Here is a video recording of an A-level economics revision webinar on aspects of European Monetary Union.
- Monetary union is a deeper form of integration
- The single European currency, the euro, was introduced in 1999 and came into common circulation in January 2002
- No country has yet left the Euro Area
- As of May 2017, there are nineteen member nations
- Of the 28 EU countries (the UK leaves in 2019), 9 are not part of the single currency including Denmark, Hungary, the Czech Republic and Poland
Key problems facing the Euro Area economy
- High structural unemployment + hysteresis effects
- High levels of government debt + high bond yields for some
- Risks from price deflation
- Persistently low aggregate demand / spare capacity
- Fragile banking sector (non-performing loans)
- Weak capital investment – some diverting to emerging Asia
- Big trade / current account imbalances
- Political tensions and ongoing refugee crisis
- Declines in subjective wellbeing + rise in poverty
Where next for the Euro Area?
- Politics takes centre stage in 2017 (Austria, Holland, France and Germany all have key elections)
- Euro Area is showing stronger (cyclical) growth and falling unemployment with a reduced risk of deflation
- Is this enough for countries to climb out of the debt crisis?
- Banking systems remain fragile (especially in Italy)

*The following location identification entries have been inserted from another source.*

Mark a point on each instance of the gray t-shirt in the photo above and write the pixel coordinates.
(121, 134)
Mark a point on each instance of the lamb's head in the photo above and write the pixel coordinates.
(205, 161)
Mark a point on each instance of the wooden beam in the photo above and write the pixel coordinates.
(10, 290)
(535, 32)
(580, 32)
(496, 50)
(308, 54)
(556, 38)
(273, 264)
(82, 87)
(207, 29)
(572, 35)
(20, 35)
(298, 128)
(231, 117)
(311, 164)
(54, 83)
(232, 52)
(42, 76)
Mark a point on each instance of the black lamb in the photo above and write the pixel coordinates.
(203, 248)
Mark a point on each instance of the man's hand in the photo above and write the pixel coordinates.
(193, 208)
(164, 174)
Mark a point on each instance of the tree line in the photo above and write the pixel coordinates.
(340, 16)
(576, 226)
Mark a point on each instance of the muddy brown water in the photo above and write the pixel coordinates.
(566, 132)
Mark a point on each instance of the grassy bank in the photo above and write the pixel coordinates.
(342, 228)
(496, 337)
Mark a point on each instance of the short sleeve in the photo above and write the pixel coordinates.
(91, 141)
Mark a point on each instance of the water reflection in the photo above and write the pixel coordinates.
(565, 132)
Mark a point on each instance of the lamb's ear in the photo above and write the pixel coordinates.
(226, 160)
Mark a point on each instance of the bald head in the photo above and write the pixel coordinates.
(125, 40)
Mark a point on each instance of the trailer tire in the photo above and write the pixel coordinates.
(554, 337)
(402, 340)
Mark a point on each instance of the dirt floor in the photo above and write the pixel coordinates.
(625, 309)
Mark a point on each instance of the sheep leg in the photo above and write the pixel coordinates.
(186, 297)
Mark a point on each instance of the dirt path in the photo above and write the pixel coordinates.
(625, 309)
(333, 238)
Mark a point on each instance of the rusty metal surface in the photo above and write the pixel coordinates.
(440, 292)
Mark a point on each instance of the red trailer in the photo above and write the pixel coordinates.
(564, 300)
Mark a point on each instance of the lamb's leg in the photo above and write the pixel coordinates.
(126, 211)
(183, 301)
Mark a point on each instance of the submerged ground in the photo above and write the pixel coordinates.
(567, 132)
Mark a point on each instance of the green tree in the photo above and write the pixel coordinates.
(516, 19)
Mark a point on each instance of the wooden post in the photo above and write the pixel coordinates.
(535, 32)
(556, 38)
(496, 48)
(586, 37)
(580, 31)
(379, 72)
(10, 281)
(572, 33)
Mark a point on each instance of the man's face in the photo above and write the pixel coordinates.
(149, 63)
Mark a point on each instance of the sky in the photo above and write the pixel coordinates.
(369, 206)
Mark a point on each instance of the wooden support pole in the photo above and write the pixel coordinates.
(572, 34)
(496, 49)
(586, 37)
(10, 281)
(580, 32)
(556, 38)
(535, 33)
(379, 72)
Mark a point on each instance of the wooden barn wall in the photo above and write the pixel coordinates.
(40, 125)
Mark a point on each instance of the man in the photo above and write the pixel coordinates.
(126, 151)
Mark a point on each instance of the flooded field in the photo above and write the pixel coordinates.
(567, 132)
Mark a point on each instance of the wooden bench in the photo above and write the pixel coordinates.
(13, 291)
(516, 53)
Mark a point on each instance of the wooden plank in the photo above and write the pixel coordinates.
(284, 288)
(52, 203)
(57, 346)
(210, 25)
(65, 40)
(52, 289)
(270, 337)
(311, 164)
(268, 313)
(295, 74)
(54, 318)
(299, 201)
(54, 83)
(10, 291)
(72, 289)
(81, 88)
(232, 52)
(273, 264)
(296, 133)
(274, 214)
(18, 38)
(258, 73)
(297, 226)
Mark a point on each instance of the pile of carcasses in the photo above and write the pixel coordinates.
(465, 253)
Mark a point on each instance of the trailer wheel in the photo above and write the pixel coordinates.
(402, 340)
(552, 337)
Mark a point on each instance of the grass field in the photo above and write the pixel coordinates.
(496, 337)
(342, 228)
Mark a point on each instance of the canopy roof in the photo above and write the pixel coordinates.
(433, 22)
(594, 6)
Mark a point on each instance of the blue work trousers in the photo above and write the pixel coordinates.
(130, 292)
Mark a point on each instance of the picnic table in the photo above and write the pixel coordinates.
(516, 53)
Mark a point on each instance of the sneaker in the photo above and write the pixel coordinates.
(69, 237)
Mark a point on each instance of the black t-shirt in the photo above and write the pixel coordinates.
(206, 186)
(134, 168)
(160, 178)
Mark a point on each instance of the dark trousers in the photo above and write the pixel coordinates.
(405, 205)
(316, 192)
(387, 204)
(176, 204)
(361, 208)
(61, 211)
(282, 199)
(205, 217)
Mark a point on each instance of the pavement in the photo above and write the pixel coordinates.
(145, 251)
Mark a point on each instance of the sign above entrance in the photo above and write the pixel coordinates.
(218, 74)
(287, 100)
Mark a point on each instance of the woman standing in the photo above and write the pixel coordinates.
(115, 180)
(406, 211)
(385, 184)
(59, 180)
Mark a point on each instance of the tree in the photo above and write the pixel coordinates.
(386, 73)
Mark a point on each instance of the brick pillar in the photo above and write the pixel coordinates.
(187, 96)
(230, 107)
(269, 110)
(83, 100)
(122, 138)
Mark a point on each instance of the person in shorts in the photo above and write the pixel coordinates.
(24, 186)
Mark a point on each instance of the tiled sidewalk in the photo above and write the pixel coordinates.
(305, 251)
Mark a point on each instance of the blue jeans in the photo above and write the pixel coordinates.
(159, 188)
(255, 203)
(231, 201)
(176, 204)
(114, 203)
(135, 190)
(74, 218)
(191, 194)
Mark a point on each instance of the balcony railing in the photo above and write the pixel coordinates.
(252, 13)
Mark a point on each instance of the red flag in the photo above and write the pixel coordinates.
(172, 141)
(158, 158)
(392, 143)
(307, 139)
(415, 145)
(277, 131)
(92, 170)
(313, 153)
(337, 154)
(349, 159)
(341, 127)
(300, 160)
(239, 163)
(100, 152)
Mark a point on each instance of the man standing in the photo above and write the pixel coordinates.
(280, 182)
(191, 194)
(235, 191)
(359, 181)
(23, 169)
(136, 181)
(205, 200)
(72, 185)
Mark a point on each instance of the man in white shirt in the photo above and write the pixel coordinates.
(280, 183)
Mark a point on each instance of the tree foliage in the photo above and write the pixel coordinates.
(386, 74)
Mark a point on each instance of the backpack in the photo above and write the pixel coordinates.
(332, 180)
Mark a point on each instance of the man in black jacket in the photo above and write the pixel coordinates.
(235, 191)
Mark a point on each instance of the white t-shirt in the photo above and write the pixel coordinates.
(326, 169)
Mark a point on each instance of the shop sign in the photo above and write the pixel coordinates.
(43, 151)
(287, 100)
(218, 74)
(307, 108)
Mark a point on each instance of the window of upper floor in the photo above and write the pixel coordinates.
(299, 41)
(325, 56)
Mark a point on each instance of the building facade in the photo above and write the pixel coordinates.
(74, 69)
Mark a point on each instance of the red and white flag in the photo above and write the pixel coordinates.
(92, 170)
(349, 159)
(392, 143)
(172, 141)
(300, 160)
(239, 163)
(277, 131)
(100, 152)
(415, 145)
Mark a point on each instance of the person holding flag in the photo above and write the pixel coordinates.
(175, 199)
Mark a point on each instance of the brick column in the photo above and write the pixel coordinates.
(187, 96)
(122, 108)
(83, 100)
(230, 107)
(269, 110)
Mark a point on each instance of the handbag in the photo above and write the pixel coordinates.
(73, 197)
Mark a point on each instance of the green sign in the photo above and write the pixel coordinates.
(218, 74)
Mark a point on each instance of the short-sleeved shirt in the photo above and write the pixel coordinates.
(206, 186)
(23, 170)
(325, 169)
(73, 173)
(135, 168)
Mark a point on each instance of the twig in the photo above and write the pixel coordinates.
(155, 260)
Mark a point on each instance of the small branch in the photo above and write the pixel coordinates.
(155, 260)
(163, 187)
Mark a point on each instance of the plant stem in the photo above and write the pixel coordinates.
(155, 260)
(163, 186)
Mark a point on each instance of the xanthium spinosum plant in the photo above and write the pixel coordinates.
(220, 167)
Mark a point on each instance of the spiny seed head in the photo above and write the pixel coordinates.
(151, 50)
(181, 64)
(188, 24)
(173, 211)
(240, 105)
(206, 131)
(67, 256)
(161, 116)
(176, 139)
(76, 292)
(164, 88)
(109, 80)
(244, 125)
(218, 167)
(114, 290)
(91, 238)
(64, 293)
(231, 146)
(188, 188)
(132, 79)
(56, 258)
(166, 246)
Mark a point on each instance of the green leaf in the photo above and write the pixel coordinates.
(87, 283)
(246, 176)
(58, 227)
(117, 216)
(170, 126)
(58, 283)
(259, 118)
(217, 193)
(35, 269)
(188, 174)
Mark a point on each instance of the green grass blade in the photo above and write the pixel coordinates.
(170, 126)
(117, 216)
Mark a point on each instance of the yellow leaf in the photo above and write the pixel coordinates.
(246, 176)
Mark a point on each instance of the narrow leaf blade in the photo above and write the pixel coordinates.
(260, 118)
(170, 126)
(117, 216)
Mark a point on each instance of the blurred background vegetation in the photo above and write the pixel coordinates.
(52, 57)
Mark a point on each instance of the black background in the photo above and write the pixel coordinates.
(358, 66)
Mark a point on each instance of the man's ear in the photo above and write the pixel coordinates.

- Eurozone’s periphery is still in deep crisis
- Need for structural economic reforms remains
- Changing centre of global economic gravity is accelerating
- Big risk is that hysteresis effects of collapse in investment, structural unemployment and impact of rising inequalities and socio-economic insecurity will damage Europe’s trend growth and the potential to raise living standards.